By Brian Ellsworth
MIAMI (Reuters) -The U.S. Coast Guard has intercepted 191 Haitian migrants aboard an overloaded sailing vessel off the Bahamas that was believed to be headed for Florida, U.S. officials said on Wednesday, a day after the encounter.
The Haitians were taken aboard two Coast Guard vessels on Tuesday to be given food, water and basic medical attention, and will ultimately be returned to the Bahamas and repatriated to their country of origin, a Coast Guard spokesman, Petty Officer Jose Hernandez, told Reuters.
The cutters were on routine patrol around the Bahamas’ Great Inagua islands, about 540 miles southeast of Florida, in waters that have become hub of human smuggling operations between the Caribbean and Florida.
“These grossly overloaded vessels operate without proper safety equipment and are not built for these hazardous voyages,” Lieutenant David Steele, a Coast Guard liaison officer for the U.S. Embassy in Haiti, said in a statement.
The interdiction came as the Coast Guard searched for 38 people reported missing from a separate boat that departed the Bahamas’ Bimini islands on Saturday and capsized in rough seas on Sunday. One survivor from that incident was rescued on Tuesday.
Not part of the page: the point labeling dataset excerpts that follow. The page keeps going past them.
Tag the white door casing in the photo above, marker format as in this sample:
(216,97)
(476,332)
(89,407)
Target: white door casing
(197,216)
The Coast Guard said the nationalities of the vessel from Bimini, which lies just 50 miles east of Miami, have yet to be determined.
Sea-borne smuggling of Haitian migrants has become increasingly frequent as the Caribbean island nation deals with economic and political crises, as well as gang-related kidnappings. The Coast Guard said it has rescued more than 800 Haitians since October, on top of 3,900 picked up at sea over the five previous years.